Hundreds of other Utah patients have medical cannabis cards from other states. Utah, however, does not currently recognize those out-of-state cards. That means even more persons in need are being denied their medicine. Who would’ve believed that the state of Utah, so organized and tidy, would bungle the introduction to medical cannabis?
“There’s a lot of misinformation out there right now and it’s frustrating,” Panh continues. “We’re basically the Department of Agriculture and the Department of Health’s call center answering questions, and we’re taking the brunt of the damage from patients upset that they can’t receive medical cannabis. We’ve done all that we could to comply with the state—now we need some help from the state so patients can receive cards.”
Despite indirectly relying on pharmacies to provide cannabis information to patients, the state has also made it difficult for pharmacies to disseminate that information. One of the clauses in Prop 2, Utah’s Medical Cannabis Program bill, is that pharmacies are prohibited from advertising. However, the bill doesn’t define what advertising is, leaving patients and pharmacies at a disadvantage. Does advertising mean you’re having a sale on gummies, or can advertising also mean giving honest, truthful information to the public? If that is the case, what the state is doing is constitutionally illegal.

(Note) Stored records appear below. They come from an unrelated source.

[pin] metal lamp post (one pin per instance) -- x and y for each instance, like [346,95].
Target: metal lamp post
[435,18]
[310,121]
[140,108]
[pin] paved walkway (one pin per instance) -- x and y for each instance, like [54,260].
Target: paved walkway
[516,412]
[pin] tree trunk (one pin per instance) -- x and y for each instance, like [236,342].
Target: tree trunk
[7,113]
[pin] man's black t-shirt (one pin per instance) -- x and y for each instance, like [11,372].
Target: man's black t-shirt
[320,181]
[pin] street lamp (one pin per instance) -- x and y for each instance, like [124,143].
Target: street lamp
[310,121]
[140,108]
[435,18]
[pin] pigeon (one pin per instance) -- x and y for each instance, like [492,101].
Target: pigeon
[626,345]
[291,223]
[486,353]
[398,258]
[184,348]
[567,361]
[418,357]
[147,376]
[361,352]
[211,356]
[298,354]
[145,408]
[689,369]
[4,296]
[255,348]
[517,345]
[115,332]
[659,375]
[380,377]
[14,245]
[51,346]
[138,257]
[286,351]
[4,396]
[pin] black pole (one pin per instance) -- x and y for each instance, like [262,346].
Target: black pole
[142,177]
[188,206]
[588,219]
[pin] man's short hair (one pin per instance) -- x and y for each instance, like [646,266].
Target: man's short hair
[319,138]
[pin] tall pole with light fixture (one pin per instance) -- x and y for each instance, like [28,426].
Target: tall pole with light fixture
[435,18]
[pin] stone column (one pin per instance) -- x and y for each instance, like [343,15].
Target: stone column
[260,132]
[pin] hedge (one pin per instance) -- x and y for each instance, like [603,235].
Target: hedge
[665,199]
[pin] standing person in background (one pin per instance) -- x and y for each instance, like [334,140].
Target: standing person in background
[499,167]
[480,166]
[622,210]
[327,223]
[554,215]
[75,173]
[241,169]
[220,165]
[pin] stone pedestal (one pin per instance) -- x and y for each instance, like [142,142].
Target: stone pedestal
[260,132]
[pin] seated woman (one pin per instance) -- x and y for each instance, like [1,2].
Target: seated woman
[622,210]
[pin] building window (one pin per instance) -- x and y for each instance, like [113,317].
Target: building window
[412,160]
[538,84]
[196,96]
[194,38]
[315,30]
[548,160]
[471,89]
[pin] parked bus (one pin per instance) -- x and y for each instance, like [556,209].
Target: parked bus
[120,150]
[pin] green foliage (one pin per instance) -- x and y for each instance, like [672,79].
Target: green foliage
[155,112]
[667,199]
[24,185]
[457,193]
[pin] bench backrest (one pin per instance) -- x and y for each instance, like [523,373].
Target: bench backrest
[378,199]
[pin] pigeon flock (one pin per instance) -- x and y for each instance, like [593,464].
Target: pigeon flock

How bad is it? Panh says that “when the state did their inspection, the one thing we got dinged for was having too large of a sign outside our building because that fell into the bucket of advertising.”
Can you imagine the new University of Utah Health center in Sugar House getting written up from the state for having too large of a sign? Or a traditional pharmacy? Or a doctor’s office? Why have a state-sanctioned medical cannabis program in the first place, if the state will undermine local businesses and patients?
Dragonfly Wellness employees also cannot wear their company-issued T-shirts offsite—because that’s “advertising.” The Utah legislature has a history of these “can’t see it so it must not exist in my state” policies. Think back to the Zion Curtain rule for restaurants that served alcoholic beverages, being prohibited from displaying bottles, but not the drinks themselves. Think about the kids, for heaven's sake!
But people like Panh—and others in the medical cannabis community—are thinking about the kids. An estimated 30,000 Utahns suffer from epilepsy, and many of those are children who are waiting approval from the state to acquire a medical cannabis card. What parent wouldn’t be livid if their child was suffering and waiting for an approval process that the state has had a year-and-a-half to prepare for since the passing of Prop 2?
Much like alcoholic beverages, those seeking medical cannabis have to give way to the will of legislatures who do not understand—or care to understand—the product. In November of 2018, Utahns spoke and voted on a medical cannabis program. While there will always be wrinkles to be ironed out in new systems, the state owes it to Utah patients to expedite the backlog of applicants.